To reduce the debugging time, we introduced a monitoring system that shows all information’s of a job over all layers in a transparent way and allows to directly compare jobs. Therefore, AMon as visualization tool with SLAte as monitoring data collection tool was used. By comparing an aborted job with a normally running one we could directly observe the increased main memory usage.

However, faced with more than 10,000 jobs, it is not easy to identify a regular job. Therefore, AMon was extended with automatic analysis capabilities. This analysis categorizes jobs based on similarity functions. When a job with a new behavior is found, the job is presented to an administrator be analyzed in detail. Afterwards the job is tagged as regular or faulty. All jobs that are similar to a regular one are in following accepted. Faulty and new jobs are flagged as abnormal. This automatic analysis could clearly identify a job with an increased main memory usage and also the aborted once. Thus, the change of job’s behavior could be much easier identified.

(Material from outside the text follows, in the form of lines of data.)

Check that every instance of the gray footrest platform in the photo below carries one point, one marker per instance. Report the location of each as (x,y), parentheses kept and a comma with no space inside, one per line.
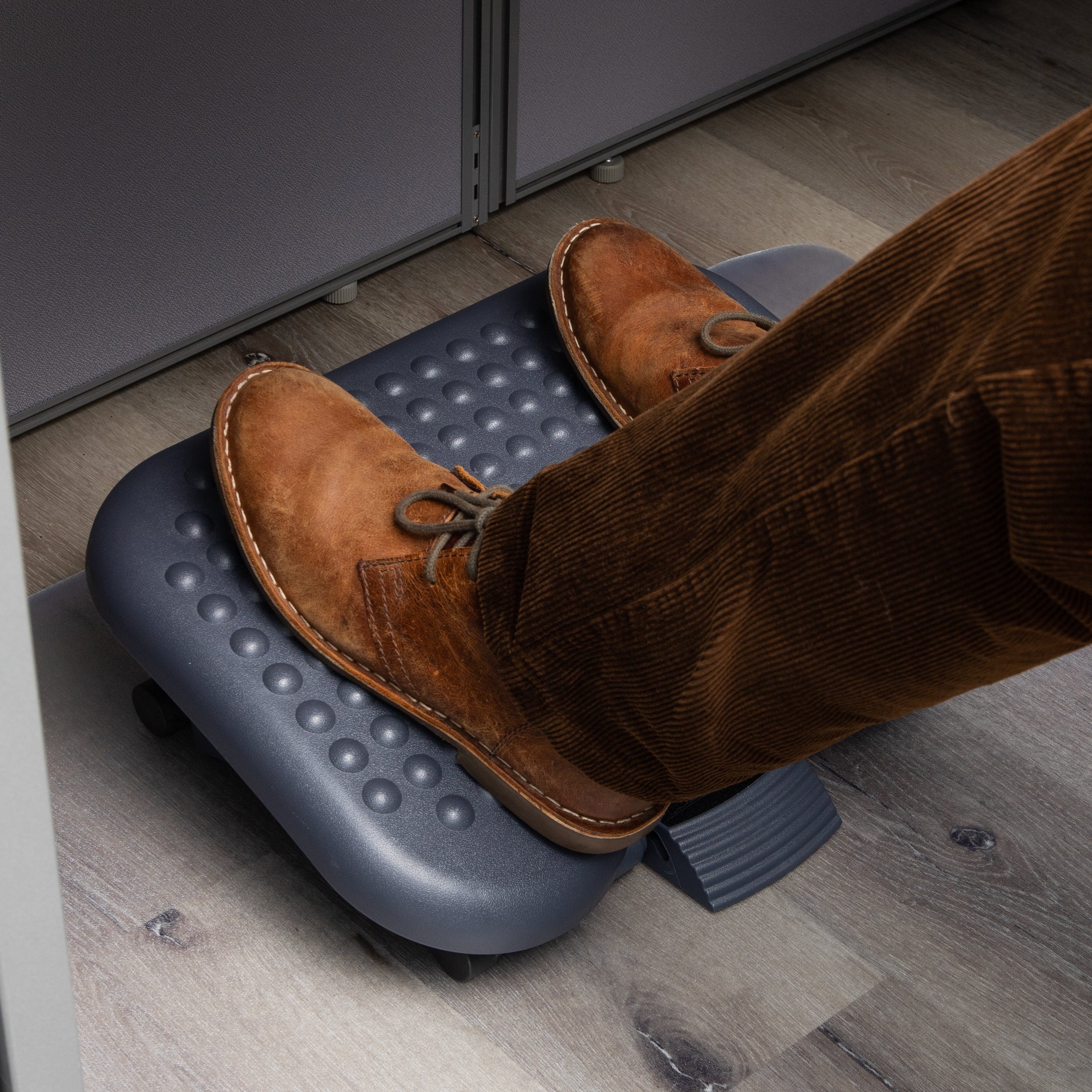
(376,802)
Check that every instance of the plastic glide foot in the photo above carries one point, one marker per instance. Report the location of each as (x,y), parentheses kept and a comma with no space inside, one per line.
(747,842)
(463,967)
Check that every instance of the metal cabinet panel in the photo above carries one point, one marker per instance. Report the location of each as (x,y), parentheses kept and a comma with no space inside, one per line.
(593,73)
(169,169)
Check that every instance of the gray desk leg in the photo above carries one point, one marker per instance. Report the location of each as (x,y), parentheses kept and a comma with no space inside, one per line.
(40,1047)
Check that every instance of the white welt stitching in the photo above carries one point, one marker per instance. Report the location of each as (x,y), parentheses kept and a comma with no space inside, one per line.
(568,321)
(328,645)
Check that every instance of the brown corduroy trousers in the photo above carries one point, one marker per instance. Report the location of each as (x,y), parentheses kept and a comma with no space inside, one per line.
(884,503)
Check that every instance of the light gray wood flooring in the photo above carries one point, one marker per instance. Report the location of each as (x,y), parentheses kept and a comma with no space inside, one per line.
(895,958)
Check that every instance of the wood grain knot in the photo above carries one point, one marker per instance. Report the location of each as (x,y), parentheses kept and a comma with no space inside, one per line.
(973,838)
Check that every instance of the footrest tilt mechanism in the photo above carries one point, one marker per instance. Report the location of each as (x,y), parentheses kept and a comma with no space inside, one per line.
(745,843)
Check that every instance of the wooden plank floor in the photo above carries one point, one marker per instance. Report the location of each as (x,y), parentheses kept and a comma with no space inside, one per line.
(896,958)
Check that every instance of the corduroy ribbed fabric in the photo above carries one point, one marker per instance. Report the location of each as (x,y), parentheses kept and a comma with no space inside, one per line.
(884,503)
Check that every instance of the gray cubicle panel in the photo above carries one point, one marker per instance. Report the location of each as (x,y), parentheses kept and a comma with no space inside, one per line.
(591,78)
(174,172)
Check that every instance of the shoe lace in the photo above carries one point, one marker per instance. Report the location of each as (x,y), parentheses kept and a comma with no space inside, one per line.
(707,331)
(475,507)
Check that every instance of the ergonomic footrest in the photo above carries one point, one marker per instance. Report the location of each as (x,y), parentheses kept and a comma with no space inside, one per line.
(375,801)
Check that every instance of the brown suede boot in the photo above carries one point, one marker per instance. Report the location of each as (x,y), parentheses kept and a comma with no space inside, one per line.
(639,321)
(332,511)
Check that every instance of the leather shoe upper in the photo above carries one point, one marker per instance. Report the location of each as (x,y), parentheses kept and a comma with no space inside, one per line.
(630,311)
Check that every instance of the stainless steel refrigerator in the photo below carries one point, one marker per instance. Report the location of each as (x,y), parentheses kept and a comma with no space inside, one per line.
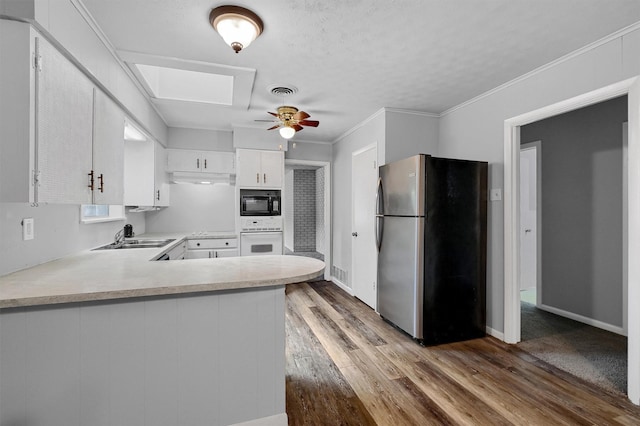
(431,233)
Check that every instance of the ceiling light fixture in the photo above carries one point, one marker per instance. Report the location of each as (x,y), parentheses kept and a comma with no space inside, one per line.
(236,25)
(287,132)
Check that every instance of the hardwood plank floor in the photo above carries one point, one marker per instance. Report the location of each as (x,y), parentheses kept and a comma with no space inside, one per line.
(346,366)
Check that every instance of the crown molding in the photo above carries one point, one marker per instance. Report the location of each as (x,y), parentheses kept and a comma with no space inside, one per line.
(613,36)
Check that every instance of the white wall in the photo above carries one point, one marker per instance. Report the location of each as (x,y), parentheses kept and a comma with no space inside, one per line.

To find out whether a new job represents a regular or faulty behavior is not trivial because it demands on many parameters (in our use-case the input data). Also, a lot of stakeholders need to be involved. Therefore, the solution we prefer is to have a performance description and the parameters of usage annotated to each job. Based on descriptions and parameters software performance engineering approaches can be used to determine the expected behavior of a job. Afterwards, the monitoring data of the job can be compared to the behavior expectation. This avoids the manual analysis of a job; faulty behavior can be directly identified. Additionally, based on the expectations it is possible to determine the resource demand and thus a selection of the right server is possible.

In a further project in cooperation with an (academic) computing center we want to develop a SPE behavior description to improve our monitoring system to current needs.